ポジティブ心理学(心理学者 イローナ・ボニウェル博士)

レジリエンスは、「逆境や困難、強いストレスに直面したとき適応する精神力と心理的プロセス」のことを言い、訓練によって高めることができます。

例えば、どんな困難にも負けない、レジリエンスの高い兵士を養成することは、軍隊の訓練の本質的な課題で、米陸軍では、特に兵士の精神面でのトレーニングに着目し、レジリエンス・センターという訓練施設を設け、バトルマインド・プログラムなど、さまざまなレジリエンス向上施策を行っています。 

近年では、学校や仕事や家庭においても、広く役立つ有益なトレーニングだと認識されるようになってきました。

第一次世界大戦後、肉体的、精神的に傷ついた数多くの兵士の社会復帰のために生まれたリハビリテーションが広まり、一般化して病院の機能回復治療として定着していったのと同じように、それ以上に、このレジリエンスは普及していくものだと思います。

具体的には、「レジリエンスの6つの構成要素(自尊感情、感情のコントロール、楽観性、精神的柔軟性、自己効力感、他者とのつながり)」を高める方法を理解し、レジリエンスを高める習慣と考え方を身につけることを目指します。

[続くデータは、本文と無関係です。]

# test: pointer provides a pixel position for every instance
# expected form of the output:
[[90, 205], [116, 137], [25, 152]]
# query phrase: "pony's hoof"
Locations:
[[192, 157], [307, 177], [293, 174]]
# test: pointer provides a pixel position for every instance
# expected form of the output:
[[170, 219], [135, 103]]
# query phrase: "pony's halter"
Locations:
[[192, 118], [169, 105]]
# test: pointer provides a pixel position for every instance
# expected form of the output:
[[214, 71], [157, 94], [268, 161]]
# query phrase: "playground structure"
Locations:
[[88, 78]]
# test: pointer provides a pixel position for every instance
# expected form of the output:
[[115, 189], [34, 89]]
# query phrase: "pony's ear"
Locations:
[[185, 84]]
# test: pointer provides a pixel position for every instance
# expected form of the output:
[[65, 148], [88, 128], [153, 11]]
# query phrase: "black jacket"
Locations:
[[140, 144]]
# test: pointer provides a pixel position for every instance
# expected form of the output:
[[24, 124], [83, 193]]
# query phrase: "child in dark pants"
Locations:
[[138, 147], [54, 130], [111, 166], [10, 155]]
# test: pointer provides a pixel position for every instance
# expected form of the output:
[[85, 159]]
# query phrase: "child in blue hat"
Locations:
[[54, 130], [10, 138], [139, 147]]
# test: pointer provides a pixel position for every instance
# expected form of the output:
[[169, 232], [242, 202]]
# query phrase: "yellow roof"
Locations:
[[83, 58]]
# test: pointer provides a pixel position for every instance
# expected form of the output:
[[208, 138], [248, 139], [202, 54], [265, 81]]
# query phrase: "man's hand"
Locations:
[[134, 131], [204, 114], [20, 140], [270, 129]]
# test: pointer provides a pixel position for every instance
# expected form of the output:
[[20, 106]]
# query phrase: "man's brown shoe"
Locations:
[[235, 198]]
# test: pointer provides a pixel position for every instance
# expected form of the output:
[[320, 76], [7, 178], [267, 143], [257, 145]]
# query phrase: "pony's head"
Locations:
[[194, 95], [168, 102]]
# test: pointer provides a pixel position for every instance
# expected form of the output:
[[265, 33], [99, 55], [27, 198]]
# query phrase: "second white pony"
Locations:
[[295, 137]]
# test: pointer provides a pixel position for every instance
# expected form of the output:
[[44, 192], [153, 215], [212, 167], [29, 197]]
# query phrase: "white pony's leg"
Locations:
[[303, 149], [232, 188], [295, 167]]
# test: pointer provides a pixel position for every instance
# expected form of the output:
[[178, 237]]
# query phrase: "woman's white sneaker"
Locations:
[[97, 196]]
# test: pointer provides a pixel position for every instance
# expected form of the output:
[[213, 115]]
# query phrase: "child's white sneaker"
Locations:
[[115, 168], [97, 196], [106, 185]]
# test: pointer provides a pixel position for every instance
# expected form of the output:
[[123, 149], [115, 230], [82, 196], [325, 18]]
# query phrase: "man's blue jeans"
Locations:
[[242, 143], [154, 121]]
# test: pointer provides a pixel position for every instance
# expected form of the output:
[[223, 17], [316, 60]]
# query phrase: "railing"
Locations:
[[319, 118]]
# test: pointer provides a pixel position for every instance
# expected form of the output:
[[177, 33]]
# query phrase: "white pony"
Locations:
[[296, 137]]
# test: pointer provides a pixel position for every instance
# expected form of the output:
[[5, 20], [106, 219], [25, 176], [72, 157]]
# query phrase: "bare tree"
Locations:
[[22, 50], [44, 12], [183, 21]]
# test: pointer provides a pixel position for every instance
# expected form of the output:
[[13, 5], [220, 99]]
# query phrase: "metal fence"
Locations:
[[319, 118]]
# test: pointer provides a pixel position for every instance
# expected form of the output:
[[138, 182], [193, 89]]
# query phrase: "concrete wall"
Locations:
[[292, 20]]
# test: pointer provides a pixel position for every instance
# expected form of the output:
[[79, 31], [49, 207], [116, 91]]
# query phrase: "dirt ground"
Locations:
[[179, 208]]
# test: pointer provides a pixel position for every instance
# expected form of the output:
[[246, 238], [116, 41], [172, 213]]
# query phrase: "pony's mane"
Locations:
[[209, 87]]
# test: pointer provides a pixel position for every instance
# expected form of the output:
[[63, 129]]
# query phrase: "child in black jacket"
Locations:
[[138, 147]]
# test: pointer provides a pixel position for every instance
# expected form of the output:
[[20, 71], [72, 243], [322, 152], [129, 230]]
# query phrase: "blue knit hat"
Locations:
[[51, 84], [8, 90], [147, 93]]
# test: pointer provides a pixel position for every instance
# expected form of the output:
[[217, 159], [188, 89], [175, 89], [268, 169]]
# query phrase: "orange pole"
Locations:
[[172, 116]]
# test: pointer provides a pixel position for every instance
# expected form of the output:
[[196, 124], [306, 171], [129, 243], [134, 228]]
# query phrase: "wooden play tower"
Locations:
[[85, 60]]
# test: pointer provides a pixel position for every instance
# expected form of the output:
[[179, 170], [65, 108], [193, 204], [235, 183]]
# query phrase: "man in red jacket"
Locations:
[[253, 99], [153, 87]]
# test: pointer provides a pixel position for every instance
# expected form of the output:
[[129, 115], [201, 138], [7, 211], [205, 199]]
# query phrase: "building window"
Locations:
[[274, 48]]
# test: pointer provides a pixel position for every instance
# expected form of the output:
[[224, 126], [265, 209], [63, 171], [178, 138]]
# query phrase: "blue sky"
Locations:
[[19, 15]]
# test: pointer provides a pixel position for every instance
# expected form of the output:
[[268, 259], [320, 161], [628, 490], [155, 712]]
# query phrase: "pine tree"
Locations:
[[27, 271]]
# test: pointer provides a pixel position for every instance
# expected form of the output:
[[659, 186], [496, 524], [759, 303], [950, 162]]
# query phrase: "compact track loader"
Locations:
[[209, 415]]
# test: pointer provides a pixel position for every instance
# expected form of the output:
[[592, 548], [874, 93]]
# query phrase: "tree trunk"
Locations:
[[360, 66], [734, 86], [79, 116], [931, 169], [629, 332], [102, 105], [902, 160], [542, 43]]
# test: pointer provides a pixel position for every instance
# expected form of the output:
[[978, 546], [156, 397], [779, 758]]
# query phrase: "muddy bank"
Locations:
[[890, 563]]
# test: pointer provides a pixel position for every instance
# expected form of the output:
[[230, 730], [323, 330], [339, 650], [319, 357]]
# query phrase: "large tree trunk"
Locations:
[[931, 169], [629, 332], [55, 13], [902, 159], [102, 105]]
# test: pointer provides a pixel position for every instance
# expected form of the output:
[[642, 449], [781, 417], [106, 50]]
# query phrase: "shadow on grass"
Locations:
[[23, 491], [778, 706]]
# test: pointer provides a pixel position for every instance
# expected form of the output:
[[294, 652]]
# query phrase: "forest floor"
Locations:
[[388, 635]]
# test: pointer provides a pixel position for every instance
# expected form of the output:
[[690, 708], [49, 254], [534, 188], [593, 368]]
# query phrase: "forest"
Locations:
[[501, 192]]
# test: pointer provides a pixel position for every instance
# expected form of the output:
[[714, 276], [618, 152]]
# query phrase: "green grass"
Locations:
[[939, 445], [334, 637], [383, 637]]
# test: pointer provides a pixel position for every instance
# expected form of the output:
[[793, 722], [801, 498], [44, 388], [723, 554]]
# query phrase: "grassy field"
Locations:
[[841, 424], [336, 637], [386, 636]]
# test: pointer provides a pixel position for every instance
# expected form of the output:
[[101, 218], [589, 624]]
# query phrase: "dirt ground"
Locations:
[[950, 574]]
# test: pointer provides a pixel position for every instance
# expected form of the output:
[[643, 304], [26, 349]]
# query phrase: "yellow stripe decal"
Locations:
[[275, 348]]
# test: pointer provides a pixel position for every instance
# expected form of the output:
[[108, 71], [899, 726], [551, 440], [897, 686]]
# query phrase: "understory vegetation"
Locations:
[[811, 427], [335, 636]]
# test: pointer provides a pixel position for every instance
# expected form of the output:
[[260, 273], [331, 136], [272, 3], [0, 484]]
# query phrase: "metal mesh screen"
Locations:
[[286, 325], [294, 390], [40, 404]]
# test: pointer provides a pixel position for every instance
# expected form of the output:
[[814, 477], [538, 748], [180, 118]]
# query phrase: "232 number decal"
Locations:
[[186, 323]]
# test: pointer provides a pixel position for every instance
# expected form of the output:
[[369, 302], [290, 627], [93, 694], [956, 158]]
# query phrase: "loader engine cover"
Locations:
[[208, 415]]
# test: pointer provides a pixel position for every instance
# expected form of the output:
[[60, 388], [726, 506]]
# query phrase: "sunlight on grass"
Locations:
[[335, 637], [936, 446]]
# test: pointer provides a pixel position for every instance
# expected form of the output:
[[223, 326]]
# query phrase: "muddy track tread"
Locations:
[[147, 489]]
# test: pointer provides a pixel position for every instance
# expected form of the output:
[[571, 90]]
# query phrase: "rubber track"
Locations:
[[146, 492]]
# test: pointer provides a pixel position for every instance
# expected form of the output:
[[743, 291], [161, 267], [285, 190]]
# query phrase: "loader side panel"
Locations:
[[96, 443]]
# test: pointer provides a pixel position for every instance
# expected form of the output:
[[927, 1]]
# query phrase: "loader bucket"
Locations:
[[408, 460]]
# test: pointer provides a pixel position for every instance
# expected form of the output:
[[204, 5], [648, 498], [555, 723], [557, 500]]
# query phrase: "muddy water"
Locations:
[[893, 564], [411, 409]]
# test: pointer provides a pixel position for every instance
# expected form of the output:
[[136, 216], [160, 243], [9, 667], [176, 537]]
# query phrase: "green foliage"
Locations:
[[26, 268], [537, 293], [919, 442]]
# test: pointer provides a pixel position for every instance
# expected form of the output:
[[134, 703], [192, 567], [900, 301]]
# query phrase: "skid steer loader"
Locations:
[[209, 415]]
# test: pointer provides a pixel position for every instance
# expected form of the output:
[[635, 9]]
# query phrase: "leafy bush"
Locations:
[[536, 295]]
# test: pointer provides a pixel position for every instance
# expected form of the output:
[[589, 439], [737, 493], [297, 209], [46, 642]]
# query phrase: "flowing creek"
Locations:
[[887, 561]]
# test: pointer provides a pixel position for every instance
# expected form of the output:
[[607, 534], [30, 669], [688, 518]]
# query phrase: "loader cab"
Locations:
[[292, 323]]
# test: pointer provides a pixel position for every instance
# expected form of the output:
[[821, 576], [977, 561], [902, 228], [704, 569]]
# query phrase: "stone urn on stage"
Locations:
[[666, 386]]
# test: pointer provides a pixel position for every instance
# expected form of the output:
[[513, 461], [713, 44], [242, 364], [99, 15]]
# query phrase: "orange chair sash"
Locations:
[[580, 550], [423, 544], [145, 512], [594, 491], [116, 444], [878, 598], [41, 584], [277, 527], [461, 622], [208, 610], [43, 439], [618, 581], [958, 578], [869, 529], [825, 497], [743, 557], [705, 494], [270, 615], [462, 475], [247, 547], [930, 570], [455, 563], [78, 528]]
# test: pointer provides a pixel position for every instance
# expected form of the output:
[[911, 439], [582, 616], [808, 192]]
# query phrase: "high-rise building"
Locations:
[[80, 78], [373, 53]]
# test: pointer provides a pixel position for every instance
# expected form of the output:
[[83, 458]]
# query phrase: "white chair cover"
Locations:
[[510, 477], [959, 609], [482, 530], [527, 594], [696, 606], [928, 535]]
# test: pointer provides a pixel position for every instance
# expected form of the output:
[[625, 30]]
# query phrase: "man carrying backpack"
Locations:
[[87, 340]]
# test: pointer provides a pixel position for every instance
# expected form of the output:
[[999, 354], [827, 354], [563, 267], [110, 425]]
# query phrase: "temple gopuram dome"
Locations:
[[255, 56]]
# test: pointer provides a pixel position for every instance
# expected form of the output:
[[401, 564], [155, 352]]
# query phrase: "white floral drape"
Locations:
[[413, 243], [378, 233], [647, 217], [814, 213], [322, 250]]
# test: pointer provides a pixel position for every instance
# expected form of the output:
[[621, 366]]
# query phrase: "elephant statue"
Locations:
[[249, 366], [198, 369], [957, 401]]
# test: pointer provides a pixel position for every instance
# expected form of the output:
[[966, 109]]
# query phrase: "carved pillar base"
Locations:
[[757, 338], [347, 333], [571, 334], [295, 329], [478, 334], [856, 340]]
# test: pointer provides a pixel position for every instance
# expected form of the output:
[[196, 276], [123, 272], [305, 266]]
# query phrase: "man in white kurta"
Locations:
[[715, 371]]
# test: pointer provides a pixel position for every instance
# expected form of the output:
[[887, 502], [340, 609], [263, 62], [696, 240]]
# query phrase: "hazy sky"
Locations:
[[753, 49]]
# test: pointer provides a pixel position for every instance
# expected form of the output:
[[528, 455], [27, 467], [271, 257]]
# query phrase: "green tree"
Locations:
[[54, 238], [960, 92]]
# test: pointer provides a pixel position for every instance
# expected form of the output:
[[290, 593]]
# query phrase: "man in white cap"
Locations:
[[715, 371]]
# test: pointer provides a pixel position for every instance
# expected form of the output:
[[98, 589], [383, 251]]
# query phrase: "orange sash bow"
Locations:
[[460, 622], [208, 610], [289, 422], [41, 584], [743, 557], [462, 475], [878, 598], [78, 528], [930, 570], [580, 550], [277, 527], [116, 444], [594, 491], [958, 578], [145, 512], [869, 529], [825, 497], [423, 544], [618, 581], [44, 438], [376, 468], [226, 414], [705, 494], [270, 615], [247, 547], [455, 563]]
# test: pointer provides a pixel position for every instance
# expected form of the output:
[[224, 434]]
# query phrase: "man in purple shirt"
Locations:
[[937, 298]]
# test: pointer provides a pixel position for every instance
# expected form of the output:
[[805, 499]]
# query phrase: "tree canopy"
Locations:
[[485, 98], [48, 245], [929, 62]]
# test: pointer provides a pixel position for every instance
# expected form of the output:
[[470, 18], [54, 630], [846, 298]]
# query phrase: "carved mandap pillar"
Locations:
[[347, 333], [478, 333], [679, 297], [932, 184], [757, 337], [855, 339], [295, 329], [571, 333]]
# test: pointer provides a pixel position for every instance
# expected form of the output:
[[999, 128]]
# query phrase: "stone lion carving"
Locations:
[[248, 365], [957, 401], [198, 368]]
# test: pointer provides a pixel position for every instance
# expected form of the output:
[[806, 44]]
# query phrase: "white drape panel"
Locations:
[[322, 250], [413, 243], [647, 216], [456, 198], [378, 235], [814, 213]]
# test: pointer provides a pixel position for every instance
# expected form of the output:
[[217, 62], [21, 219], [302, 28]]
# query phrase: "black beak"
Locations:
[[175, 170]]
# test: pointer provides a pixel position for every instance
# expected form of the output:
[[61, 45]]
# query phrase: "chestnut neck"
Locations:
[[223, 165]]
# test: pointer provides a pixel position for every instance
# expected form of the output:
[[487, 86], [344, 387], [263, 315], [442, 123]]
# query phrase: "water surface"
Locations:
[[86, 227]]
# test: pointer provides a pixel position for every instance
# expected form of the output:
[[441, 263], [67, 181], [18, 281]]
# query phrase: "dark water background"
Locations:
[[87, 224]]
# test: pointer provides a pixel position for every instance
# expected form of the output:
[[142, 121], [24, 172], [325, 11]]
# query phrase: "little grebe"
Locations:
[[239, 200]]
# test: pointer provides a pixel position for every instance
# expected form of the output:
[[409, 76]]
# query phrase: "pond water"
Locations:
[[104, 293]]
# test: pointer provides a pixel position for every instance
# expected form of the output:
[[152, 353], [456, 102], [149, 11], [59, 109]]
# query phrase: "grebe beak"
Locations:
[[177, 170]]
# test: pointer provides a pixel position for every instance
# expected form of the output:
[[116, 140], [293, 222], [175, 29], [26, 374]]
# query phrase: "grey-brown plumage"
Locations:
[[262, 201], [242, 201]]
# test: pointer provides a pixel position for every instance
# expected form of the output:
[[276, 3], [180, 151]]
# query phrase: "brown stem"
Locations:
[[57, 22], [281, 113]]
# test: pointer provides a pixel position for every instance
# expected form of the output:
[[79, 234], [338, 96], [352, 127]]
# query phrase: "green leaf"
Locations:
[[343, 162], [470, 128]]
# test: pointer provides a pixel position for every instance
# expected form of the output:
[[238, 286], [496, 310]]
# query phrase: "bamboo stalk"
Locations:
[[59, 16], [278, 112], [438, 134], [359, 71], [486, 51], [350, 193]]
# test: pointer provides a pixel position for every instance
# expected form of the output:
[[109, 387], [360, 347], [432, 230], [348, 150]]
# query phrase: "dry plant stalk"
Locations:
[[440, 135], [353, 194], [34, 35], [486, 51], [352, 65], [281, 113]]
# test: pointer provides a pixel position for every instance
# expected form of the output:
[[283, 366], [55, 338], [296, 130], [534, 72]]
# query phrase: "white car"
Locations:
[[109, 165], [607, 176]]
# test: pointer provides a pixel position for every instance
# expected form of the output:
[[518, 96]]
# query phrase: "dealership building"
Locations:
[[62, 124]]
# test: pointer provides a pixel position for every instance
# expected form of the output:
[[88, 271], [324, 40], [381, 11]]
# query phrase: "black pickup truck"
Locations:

子供から大人まで、個人から(トップリーダーを含んだ)組織人まで、幅広い人々を対象にして、日常生活のなかで、人のポジティブさを引き出す所作などを習慣づけ、柔軟で積極的な考え方を身につけるための学びと実践を基本プログラムとしています。

人災から自然災害まで、何が起こるか予想できない、不透明かつ流動的な時代です。

家庭、地域、職場などの日常生活のなかで、ポジティブな生き方で、どんな災害にも負けない、明るく、レジリエンスの強いたくましい人材を育成したいものです。